On Wednesday morning Senator Bill Cahill finally got around to returning a call from Wayne Taylor, the President’s chief of staff. The Senator had decided to go home early the previous day soon after he got back to his office from 1600 Pennsylvania Avenue.
He wasn’t feeling well and the meeting at the White House had done nothing to lift his spirits. If anything, it had angered him. He didn’t appreciate Morgan McBride interrupting the President of the United States before he could even finish what he was saying.
Rudeness had become the coin of the realm in Washington ever since an obscure and otherwise undistinguished congressman from South Carolina had pointed at Barrack Obama during a joint session of Congress and twice shouted You lie! at the President.
The Minority Leader had done the same thing the previous day in the Oval Office itself and Bill Cahill had struggled to suppress the urge to stand up and punch the man in the face.
You don’t do something like that to any President, no matter what you think. It doesn’t matter if it’s a Republican or a Democrat. It doesn’t matter if it’s a mental case like Trump or an ineffective liberal like Obama. You have to respect the office no matter what.
The President has a more difficult job than any of us. You may not agree with him, but what’s so hard about showing a little respect for the office and letting the man have his say without calling him a liar?
For Bill Cahill, it was a matter of simple courtesy and that was among the many failings of Morgan McBride. Simple courtesy didn’t matter to the man. Nothing mattered to the Minority Leader except winning.

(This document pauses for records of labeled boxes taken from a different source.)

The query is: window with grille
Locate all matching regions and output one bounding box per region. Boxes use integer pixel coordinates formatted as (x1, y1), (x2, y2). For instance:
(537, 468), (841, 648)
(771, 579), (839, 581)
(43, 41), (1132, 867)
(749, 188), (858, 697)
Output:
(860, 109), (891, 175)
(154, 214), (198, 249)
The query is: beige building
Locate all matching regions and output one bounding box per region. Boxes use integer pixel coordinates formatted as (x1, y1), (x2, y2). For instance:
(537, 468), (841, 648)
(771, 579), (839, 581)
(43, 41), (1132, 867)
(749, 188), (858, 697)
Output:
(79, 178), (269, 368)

The morning session at the White House had left Senator Cahill feeling poorly; and so after checking in with his good friend, Jack Durning, to see whether his presence would be needed that day on the Senate floor and finding it wouldn’t be, Bill Cahill had gone home to rest.
He had given his staff strict instructions he wasn’t to be bothered under any circumstances unless the President himself wanted to talk to him. Knowing how rare calls like that were, Bill Cahill was pretty certain he would get the rest he needed.

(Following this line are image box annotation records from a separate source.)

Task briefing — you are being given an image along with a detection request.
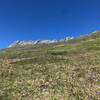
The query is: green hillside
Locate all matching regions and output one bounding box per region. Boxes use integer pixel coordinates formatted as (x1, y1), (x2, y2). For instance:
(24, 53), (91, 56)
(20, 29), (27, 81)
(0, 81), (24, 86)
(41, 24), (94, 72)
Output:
(0, 32), (100, 100)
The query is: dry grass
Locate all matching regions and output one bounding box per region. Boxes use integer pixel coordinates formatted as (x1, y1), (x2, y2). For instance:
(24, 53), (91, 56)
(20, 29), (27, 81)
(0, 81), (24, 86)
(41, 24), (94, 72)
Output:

He had been right about that and was grateful as well because he was feeling much better the following morning when he arrived at his main office in the Dirksen Senate Office Building.

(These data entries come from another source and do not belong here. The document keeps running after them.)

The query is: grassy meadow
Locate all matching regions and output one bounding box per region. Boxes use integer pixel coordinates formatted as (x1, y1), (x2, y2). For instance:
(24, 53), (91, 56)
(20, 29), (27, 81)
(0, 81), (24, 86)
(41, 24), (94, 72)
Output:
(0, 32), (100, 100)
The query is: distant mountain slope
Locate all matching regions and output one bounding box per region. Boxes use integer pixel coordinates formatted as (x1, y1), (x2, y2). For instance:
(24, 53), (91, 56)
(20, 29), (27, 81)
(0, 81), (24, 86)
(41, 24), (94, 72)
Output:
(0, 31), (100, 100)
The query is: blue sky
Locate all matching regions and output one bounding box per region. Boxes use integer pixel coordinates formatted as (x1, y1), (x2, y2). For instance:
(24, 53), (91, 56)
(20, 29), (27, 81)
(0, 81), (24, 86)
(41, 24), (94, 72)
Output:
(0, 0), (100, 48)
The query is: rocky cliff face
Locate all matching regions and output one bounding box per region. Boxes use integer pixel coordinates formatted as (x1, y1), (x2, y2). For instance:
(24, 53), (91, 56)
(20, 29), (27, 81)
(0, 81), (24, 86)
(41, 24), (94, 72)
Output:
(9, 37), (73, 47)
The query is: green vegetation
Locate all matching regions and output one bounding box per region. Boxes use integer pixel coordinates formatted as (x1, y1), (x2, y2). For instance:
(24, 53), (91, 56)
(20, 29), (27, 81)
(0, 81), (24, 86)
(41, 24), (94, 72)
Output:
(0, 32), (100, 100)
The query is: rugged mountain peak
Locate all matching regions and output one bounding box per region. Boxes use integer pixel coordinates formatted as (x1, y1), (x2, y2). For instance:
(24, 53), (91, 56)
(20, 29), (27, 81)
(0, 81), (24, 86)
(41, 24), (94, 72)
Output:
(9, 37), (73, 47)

It was there he learned Wayne Taylor had called late the previous afternoon with a request to speak to him. And now here he was in his office, waiting for the White Office Operator to connect him to the chief of staff.
“Senator Cahill, thanks for returning my call,” Taylor said when he came on the line. “It was so nice to see you yesterday even if the meeting itself turned out not to be very productive.”
“Did you expect it to be, Wayne?” the Senator asked. “Is any meeting with Morgan McBride ever productive of anything except rudeness and bile?”
“Uh, no, I guess not, Senator. But the reason I’m calling is I met with the President yesterday afternoon and he’s decided he’d like to consider you for the vacancy on the Court. That’s why I’m calling; to give you a heads up so you won’t be caught by surprise when the FBI calls.”
“Oh for crying out loud, Wayne,” the Senator responded, annoyed. “You’re the man’s chief of staff for Christ’s sake. You get paid the big bucks to make sure the President doesn’t go off half-cocked with crazy ideas like that. There’s no way in hell I should be considered for that job. Both of us know that.”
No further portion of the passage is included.